I know there’s never really a good time to say I told you so.
Especially when we’re trying not to freak out over the coronavirus and we find ourselves shuttered in our homes looking for something, anything, to distract us. Which is how I found myself recently watching Spies in Disguise, a really dumb animated movie with Will Smith that I’m ashamed to admit I enjoyed as much as I did.
And yet, after having a long talk with Dr. Howard Ehrman, I’m about to tell you: I told you so. Or at least, Dr. Ehrman told you so.
Ehrman is a public health advocate of the leftist persuasion. An assistant professor of medicine at UIC, he used to be assistant commissioner at the Chicago Department of Public Health, and he also served as chief medical officer in Will County during the Ebola outbreak.
So, he knows a thing or two about dealing with epidemics.

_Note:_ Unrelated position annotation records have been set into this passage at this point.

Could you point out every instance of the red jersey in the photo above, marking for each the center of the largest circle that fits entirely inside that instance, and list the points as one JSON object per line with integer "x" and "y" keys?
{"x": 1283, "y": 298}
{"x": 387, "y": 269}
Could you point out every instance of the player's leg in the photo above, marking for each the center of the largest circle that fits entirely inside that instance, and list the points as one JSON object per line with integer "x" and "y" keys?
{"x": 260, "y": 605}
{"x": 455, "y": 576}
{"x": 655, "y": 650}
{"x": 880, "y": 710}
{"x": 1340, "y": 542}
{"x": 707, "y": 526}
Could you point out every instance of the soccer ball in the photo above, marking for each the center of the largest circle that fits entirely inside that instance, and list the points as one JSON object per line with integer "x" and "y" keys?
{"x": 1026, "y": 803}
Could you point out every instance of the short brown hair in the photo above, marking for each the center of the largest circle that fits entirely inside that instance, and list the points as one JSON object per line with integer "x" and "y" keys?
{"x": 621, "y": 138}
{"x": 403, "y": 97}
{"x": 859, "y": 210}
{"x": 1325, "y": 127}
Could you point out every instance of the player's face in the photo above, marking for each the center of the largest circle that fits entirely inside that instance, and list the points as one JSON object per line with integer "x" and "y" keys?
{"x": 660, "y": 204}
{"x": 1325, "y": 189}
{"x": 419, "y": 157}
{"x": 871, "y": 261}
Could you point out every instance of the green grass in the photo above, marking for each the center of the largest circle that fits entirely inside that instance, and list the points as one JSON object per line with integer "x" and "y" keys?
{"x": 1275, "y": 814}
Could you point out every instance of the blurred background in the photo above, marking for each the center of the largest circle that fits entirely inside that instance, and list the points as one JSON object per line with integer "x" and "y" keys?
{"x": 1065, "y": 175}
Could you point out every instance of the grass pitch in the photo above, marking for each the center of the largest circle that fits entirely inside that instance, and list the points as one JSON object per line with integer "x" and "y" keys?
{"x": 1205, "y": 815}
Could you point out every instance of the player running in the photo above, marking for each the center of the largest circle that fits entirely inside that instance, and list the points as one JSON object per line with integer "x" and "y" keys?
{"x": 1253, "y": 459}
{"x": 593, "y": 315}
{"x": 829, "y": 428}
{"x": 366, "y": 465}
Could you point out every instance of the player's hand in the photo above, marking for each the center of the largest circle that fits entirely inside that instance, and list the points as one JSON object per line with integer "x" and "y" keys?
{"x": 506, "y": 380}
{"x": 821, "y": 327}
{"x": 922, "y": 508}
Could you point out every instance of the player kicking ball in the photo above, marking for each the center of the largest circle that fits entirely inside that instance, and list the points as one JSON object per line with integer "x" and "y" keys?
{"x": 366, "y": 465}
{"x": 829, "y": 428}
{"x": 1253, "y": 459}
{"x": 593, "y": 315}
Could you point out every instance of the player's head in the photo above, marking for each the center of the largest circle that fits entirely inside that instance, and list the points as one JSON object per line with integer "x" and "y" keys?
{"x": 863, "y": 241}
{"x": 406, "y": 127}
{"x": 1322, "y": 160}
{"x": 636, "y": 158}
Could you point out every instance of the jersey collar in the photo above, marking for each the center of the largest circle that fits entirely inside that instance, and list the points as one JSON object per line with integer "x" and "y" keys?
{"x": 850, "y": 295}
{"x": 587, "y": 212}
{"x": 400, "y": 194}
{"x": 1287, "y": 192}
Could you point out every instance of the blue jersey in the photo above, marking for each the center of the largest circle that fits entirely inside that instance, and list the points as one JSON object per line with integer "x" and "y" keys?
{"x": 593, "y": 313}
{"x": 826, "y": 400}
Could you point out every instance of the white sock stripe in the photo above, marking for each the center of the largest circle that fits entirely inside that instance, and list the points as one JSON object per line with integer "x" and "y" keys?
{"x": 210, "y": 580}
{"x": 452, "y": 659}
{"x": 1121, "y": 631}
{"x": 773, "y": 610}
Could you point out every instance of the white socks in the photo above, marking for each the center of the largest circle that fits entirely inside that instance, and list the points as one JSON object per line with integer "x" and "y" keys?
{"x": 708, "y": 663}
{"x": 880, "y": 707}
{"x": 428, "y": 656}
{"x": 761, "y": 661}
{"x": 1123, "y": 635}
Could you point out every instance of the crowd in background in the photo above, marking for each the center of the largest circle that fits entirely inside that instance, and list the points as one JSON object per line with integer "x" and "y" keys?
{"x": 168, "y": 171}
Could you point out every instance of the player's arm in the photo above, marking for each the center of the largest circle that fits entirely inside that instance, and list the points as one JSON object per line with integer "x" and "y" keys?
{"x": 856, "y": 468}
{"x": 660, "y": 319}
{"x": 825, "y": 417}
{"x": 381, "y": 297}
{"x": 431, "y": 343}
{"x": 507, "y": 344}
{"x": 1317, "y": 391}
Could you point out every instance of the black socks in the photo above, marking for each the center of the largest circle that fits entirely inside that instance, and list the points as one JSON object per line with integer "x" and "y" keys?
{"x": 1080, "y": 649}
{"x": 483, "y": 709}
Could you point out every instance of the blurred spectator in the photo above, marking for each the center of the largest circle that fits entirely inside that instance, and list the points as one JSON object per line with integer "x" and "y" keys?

I urge everyone to check out my interview with him on my podcast as he takes us through the coronavirus pandemic from A to Z, including how it, and similar viruses, spread in part thanks to greed. A sample Ehrmanian statement on this topic . . .
“It’s not a natural process. It’s a human-caused process caused by the system of capitalism and imperialism that exists in almost every country in the world with the exception of Cuba.”
I include that line in part because I know it will irritate the hell out of my friends of the centrist Democratic persuasion, who still get mad whenever Bernie says something nice about Cuba.
And if I can’t entertain myself by irritating Dems, what fun is life, especially in the midst of a pandemic?
Ehrman’s larger point is that we’d be in better shape to battle this disease if we hadn’t been dismantling our public health system going back to the Reagan years of the 1980s. And he says we should immediately undo those cuts by hiring more public scientists, nurses, doctors, social workers, and so forth.
When I point out that health-care cuts are worse under Trump, Ehrman replies that as much as he despises Trump’s policies, many of these cuts continued under Democrats like Clinton and Obama.
Or, closer to home, during the mayoral administrations of Daley and Rahm—when clinics were closed and health department jobs eliminated.
I didn’t have much to say—really, what can I say? It’s always a struggle to defend my faith in the Democratic Party. Other than to say—oh, yeah, the Republicans are a lot worse.
Anyway, I urge everyone to listen to Ehrman in the hopes that when this crisis passes, we don’t get complacent and allow something like it to happen again.
Coincidentally, I watched the debate between Joe Biden and Bernie Sanders a few days after my conversation with Ehrman.
Biden laid out his plan for dealing with the current catastrophe—calling for things like free testing and paid sick leave. At least until the crisis has passed.
Sanders said the larger health-care crisis never really ends. And that we should take advantage of the moment by adopting Medicare for All.
Ironically, Sanders was channeling advice made famous by Mayor Rahm, who said elected officials should never let a crisis go to waste.
By which he meant that you take advantage of desperate times to take desperate measures you couldn’t ordinarily get away with. Though in Rahm’s case the desperate measures meant closing schools and clinics and eradicating pensions so he’d have more money for mega TIF deals like Lincoln Yards. But I digress.
Sanders wants to use the coronavirus scare as a spur to create a health-care system in which all people—even the poor and middle class—have access to medical coverage, so that the prohibitive cost of a test will never deter someone from taking it.
Biden responded by saying we need “results not a revolution”—a pretty good line, even if it was probably rehearsed. His point is that there’s no need to get too dramatic with our health-care plans because once we get by this crisis, all will be more or less well.
Listening to Biden counter Bernie, I flashed back to the Detroit arguments I used to hear back in the 90s and early 00s, when Mayor Richard Daley was making some of the cuts that Ehrman had protested.
Whenever I wrote a column blasting Daley for his misguided policies, some Daley lover would write in to say that without our wise and benevolent mayor, Chicago would be like Detroit. And if I didn’t like it here, I should move back to Detroit, even though I’d never lived there in my life.
The point is that many neighborhoods in Chicago were already like Detroit. If by that you mean impoverished, high-crime communities that were losing people as the city closed schools and clinics and other sources of public investment. And that there was always going to be a crisis somewhere in Chicago, even if it didn’t affect relatively well-off north-siders.
It’s sort of a localized version of the Biden/Sanders health-care debate.
I’ll vote for Bernie, though I have no illusion he will win—my fellow Democrats have made it clear that they think Biden has a better chance of defeating Trump. And that’s what seems to matter most for voters.
But I’m hoping Sanders’s movement will push Biden to the left and get him to sign on to some of the programs I think we need. Like a comprehensive public health system of the kind Ehrman advocates.
I take stock in the fact that Biden has embraced Elizabeth Warren’s more progressive position on bankruptcy law, reversing his own stance on the matter.
So, there’s hope. How would I exist without hope? Especially now, when I’m stuck in my house, waiting out a pandemic, watching Spies in Disguise.